The idea of finding a root cause to a problem, before going into “action” mode for fixing symptoms related to issues, is a tried and true methodology. In the calm, when there’s no particular problem to address and no sense of impending doom caused by the pressure to actually get something done, the rationality of the approach makes perfect sense. The logic of being clear on what problem is being solved, identifying the cause, then (and only then) moving to action is compelling.
This helps avoid the self inflicted wounds that inevitably come with “ready, fire, aim!” events.
I was reminded of this recently when suffering an intermittent Wi-Fi outage. Some machines seemed to be impacted while others were not. A phased rebooting of equipment and a lengthy experience with the Telco eventually restored service … which then immediately failed. The real root cause? A Wi-Fi on / off switch that was hung on the tipping point of turning itself “off”. Once discovered the problem was quickly and easily solved, although I will never get the lost time back.
A far more serious event occurred in one of my data centers a few years ago when a SAN controller suddenly went into a freeze state, bringing all core processing to an immediate and agonizing halt. An immediate thought: let’s reboot / IPL everything and see what happens! Cooler heads prevailed and we did the hardest thing possible … nothing! … until we really understood the issues.
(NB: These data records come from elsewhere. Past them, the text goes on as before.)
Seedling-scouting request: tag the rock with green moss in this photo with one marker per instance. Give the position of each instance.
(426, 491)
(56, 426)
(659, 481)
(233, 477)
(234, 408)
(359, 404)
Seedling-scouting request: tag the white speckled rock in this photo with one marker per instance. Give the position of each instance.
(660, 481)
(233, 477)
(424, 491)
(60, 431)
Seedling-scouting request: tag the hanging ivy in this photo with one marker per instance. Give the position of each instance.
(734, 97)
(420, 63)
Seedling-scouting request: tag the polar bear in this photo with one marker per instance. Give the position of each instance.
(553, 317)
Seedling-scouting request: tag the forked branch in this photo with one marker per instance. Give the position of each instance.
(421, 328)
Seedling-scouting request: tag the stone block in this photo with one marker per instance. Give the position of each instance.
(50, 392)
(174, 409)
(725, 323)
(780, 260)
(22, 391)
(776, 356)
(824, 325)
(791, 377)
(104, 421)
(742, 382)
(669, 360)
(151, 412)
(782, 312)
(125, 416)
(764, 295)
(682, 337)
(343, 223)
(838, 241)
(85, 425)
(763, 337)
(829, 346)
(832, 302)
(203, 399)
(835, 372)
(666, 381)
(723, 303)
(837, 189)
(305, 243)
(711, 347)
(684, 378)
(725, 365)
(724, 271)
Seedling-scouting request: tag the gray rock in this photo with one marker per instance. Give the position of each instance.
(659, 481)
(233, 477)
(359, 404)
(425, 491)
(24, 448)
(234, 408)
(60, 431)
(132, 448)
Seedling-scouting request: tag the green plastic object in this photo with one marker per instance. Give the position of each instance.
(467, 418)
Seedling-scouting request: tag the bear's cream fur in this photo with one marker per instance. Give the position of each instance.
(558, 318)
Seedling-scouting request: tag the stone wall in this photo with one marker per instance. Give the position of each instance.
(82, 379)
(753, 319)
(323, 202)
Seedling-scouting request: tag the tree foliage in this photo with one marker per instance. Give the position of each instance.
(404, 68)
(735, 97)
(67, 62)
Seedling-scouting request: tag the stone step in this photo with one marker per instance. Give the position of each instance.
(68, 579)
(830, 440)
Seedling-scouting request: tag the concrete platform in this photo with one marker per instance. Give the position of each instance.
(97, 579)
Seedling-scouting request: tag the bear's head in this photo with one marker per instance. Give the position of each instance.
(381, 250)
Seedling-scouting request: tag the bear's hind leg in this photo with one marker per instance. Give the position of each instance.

Once the issue was understood, we learned that the controller had done exactly what it was supposed to do. As the result of a fault in the original configuration (years earlier) that had hit just the right set of conditions, it stopped processing. Armed with that insight, we engineered a proper recovery which lost no data along the way. If we had followed a more action oriented approach, perhaps rebooting the device, we would have lost all the data that was in flight at that moment. The only word to describe that would have been “ugly”. By taking the more planful and thoughtful path we were able to recover with no loss of data and in a better business state than would have been possible otherwise.
Taking the time to do this was the smart thing to do, but it certainly ran counter to a human emotion that said “just do something!”.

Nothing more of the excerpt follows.